There's Nothing Embarrassing About Obsessing Over Taylor Swift & Kim Kardashian's Public Feud
LatestIt was Roman poet Juvenal who first said, “Two things only the people anxiously desire—bread and circuses” as a criticism of the layman’s priority for fun and food over more pressing intellectual and political pursuits. Take the phrase and make it carb-free (green juice and circuses?) and you have an encapsulation of 2016 and—more accurately—the entirety of human history.
Sunday night, Twitter exploded after Kim Kardashian posted several videos to Snapchat that proved, through a recorded phone call, that Taylor Swift approved the lyrics to Kanye West’s “Famous” despite publicly claiming otherwise.
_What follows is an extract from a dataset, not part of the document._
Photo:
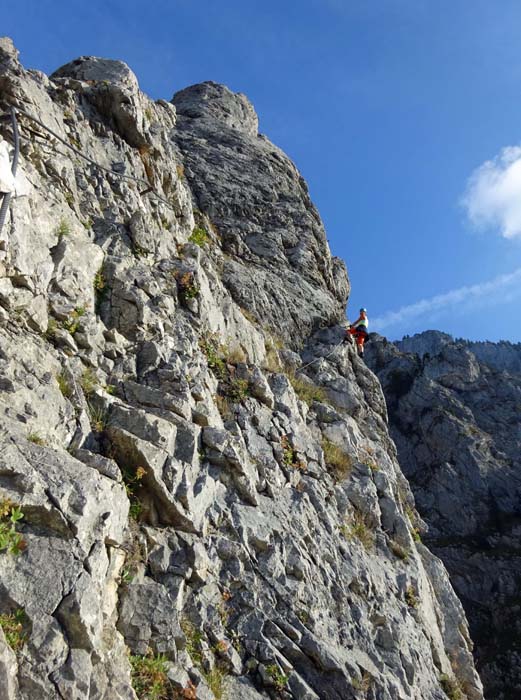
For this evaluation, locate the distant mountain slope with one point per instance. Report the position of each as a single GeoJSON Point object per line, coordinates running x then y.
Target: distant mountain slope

Kim has been defending her husband for months, since around the time that Taylor, surrounded by her team of male producers, used her platform at the Grammys to subtweet West and call him a sexist. In the following months, both Kim and Kanye have insisted repeatedly that Swift knew full well that Kanye had recorded the lyric “I feel like me and Taylor might still have sex/ Why, I made that bitch famous”—and that she had even given her blessing, at least up until his use of the phrase “that bitch.” Therefore, Swift’s feigned offense seemed to be merely a PR stunt to demonize Kanye and promote her own image as a perpetual victim. (Thinking you can outmaneuver Kris Jenner’s progeny would prove to be a fatal mistake in Swift’s generally impenetrable PR strategy.)
The same night Kim released the Snaps, Taylor followed up with a statement of her own—though considering the receipts Kim had just brought to the table, it felt about as tactically useful as responding to a nuclear bomb with a potato cannon.
As my hero Real Housewives of Orange County’s Heather Dubrow once told a flailing Alexis Bellino during a particularly tense reunion show, “When everyone’s telling you you’re dead, it’s time to lie down.” Taylor has, possibly for the first time, shown her ass and rather than picking up the pieces and moving on, she’s flailing to find a new way to shift blame. Her speech at the Grammys didn’t once hit on derogatory, sexist terms. Instead, it focused on Kanye’s assertion that he made her famous:
“I want to say to all the young women out there, there are going to be people along the way that will try to undercut your success or take credit for your accomplishments or your fame, but if you just focus on the work and you don’t let those people sidetrack you, someday when you get where you’re going, you’ll look around and you’ll know that it was you and the people who love you that put you there and that will be the greatest feeling in the world.”If this is our distraction circus, then Taylor Swift has—for years— been our ringmaster.